Однажды бессонной ночью, когда больное воображение творило одну из бесчисленных поэм благоухающей любви, пришла в голову мысль — такая, казалось, простая и осуществимая… Рунов удивился даже, как раньше не подумал об этом.
Как только явилась возможность подняться, он сел на извозчика и поехал на Соборную площадь, в штаб. С трудом поднявшись по лестнице, разыскал разведочное отделение. Молодой капитан с выпяченной несколько нижней губой, придававшей слегка насмешливое выражение его лицу, подчеркнуто вежливо подал Рунову стул и, взяв из рук его костыли, поставил их в угол.
— Чем могу служить, господин полковник? Рунов, несколько смущаясь и волнуясь, начал:
— Не знаю, от кого это зависит, но дело вот в чем. Я изранен и вряд ли вскоре смогу стать в строй. Хотел поэтому предложить свои услуги в другом деле. Не нужно ли вам послать человека на разведку в советскую Россию, в Одессу, например… Простите, я буду откровенен: мне хотелось бы попасть именно в Одессу, потому что там осталась… — Рунов замялся на миг, — осталась моя семья.

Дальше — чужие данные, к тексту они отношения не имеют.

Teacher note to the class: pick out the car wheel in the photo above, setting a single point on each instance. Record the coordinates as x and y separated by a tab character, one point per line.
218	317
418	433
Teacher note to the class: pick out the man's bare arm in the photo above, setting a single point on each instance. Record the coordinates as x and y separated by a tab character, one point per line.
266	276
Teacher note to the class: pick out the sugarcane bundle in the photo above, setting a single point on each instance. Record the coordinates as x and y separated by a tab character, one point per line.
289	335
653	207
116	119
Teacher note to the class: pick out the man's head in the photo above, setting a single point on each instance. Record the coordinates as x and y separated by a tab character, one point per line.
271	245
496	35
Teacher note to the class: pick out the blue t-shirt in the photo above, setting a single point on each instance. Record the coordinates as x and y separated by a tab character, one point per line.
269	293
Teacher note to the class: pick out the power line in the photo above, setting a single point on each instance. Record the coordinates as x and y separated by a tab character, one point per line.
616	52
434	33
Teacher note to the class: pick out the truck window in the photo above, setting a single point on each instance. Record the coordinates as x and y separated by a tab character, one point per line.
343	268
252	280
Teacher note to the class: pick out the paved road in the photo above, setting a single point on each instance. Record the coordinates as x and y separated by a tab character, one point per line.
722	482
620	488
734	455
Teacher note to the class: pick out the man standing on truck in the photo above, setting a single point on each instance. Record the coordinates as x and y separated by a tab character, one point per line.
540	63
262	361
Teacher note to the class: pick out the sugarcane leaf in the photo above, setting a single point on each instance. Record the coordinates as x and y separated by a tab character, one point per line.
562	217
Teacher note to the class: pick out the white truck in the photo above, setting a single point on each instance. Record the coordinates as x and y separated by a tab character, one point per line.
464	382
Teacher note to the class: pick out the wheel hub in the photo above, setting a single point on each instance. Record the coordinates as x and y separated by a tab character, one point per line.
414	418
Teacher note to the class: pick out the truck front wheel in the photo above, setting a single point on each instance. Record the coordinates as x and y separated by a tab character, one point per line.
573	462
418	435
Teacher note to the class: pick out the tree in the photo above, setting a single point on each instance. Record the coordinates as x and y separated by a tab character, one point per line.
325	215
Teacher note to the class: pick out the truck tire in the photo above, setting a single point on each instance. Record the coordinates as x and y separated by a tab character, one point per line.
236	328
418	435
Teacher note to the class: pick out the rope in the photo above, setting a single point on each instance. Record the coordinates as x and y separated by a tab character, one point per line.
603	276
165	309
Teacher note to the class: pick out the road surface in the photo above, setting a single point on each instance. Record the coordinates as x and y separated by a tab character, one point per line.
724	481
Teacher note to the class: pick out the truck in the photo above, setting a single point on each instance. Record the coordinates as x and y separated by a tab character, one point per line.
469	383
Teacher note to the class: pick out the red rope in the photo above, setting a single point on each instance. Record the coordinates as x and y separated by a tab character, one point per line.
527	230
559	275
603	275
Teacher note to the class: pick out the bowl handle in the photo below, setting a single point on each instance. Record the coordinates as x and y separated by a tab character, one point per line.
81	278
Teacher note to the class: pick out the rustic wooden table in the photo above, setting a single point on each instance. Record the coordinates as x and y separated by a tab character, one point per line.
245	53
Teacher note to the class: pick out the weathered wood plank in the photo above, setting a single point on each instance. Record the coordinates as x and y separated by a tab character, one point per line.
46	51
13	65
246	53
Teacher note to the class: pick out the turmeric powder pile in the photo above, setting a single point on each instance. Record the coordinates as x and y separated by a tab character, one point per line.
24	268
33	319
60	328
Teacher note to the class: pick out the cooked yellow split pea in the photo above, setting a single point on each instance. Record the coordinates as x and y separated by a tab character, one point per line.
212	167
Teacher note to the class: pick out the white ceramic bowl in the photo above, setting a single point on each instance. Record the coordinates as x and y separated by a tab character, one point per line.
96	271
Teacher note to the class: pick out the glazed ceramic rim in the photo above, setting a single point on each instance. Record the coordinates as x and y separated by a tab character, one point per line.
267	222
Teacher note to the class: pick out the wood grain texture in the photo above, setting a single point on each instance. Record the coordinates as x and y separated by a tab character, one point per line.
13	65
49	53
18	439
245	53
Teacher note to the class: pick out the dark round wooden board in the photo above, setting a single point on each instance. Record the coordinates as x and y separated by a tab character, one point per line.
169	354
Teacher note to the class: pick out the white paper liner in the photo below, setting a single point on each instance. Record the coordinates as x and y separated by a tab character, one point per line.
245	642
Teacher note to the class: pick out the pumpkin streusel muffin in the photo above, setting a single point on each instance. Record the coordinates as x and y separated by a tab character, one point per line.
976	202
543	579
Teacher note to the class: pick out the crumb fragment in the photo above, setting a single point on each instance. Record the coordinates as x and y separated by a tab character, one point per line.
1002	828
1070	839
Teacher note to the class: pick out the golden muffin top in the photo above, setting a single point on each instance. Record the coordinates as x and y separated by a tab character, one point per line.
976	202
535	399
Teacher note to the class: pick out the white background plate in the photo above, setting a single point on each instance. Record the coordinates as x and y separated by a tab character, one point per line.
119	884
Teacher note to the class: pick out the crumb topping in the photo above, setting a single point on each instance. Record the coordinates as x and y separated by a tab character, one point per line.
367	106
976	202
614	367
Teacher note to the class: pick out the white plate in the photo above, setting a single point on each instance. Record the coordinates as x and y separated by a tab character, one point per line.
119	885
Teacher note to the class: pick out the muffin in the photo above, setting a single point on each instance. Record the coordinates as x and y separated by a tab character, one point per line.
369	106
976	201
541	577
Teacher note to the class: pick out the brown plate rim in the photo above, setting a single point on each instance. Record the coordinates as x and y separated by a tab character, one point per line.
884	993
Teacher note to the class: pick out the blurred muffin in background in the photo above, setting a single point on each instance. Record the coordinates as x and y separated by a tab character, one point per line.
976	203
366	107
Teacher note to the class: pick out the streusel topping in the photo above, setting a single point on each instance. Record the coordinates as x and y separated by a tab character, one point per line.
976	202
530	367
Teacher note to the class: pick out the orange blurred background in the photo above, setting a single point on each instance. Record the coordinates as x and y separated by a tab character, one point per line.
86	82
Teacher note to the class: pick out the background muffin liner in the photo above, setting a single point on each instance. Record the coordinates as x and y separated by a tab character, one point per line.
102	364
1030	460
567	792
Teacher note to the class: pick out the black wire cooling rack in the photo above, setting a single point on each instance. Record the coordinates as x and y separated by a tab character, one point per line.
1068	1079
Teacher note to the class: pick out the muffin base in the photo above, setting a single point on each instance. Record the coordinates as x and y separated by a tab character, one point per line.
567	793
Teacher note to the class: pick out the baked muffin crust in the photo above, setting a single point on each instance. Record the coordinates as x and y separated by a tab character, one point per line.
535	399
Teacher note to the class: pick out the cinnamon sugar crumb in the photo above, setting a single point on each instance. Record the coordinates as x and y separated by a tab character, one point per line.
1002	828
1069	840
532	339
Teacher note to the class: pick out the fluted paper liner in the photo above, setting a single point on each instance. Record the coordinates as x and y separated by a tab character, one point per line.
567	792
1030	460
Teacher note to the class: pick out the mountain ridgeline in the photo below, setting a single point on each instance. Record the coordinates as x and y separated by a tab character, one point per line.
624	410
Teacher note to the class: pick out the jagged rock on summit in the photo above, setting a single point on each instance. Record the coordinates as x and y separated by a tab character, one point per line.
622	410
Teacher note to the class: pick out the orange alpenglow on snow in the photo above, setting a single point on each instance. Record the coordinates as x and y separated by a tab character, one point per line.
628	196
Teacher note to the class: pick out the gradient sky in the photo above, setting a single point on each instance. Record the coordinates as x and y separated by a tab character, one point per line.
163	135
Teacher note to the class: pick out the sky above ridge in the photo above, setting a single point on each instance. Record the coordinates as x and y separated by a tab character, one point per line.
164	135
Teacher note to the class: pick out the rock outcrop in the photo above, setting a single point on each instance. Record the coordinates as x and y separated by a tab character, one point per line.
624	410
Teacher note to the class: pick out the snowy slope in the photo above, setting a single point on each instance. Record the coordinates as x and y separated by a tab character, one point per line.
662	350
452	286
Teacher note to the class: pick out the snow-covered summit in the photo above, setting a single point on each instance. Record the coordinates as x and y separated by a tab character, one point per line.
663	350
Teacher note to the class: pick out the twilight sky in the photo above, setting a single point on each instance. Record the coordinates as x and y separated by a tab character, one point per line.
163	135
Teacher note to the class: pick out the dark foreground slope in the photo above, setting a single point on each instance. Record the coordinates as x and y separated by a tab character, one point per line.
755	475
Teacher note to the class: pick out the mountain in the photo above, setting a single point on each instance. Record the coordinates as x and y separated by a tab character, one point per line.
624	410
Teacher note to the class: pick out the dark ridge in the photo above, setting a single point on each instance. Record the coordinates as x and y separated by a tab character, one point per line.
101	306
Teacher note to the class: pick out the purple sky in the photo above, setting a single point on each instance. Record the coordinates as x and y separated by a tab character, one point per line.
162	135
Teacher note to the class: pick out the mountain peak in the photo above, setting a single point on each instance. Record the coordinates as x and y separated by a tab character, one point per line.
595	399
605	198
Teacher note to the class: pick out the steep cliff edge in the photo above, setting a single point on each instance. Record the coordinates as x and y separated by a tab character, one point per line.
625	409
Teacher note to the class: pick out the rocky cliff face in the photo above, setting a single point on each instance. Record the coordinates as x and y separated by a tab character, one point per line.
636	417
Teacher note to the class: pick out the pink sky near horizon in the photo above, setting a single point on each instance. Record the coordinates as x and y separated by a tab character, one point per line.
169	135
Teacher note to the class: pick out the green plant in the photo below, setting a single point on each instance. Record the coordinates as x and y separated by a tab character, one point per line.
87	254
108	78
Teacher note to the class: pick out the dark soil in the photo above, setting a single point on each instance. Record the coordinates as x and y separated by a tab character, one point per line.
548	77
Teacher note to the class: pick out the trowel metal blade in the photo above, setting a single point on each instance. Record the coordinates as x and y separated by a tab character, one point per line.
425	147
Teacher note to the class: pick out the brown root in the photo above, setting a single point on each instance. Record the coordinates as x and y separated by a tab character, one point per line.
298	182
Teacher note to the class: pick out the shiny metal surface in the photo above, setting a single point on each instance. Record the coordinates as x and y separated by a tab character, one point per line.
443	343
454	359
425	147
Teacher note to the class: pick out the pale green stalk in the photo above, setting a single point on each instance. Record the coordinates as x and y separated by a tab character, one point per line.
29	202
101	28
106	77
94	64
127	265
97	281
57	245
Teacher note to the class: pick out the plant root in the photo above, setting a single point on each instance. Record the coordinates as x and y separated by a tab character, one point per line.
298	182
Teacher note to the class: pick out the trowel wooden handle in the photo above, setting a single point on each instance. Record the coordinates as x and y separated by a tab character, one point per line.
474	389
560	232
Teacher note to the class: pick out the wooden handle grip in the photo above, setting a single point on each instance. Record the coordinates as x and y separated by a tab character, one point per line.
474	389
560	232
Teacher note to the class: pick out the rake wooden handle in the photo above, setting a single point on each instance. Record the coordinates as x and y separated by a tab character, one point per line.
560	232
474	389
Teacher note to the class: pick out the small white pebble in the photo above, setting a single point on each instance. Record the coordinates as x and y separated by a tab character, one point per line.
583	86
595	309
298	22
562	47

Штабной капитан сделал холодное лицо и раздельно, вежливо ответил:
— К сожалению, мы не можем вам помочь в этом деле. В Одессу, вообще, не предположено посылать никого. Там у нас хорошая местная агентура. Кроме того, для такого трудного, ответственного дела нужны известные сноровки, опыт и — я бы сказал — прежде всего, здоровье.
— Да, конечно, сноровок у меня нет. Но, может быть, имеет значение то обстоятельство, что я не очень дорожу жизнью…
Его собеседник втянул голову в плечи и выпятил нижнюю губу.
— Это качество чрезвычайно ценно, но, я полагаю, оно найдет лучшее применение на фронте…
Рунов покраснел и, опираясь дрожащей рукой на край стола, стал подыматься, ища глазами костыли.
Но капитан уже раскаялся. Он взглянул в лицо Рунова, на его костыли, и что-то шевельнулось в его душе.
— Одну минуту, господин полковник. Тут у нас есть одна комбинация. Может, устроится. Подробностей я не вправе вам сообщить. Вернется генерал-квартирмейстер, я ему доложу. Понаведайтесь завтра в это же время.
Через неделю Рунов был в Севастополе. Он узнал о своем дальнейшем назначении лишь тогда, когда его вызвали в штаб крепости, приказали отправиться тотчас же на транспорт «Маргариту» и поступить в состав десантного отряда, выходившего в ту же ночь «по неизвестному направлению».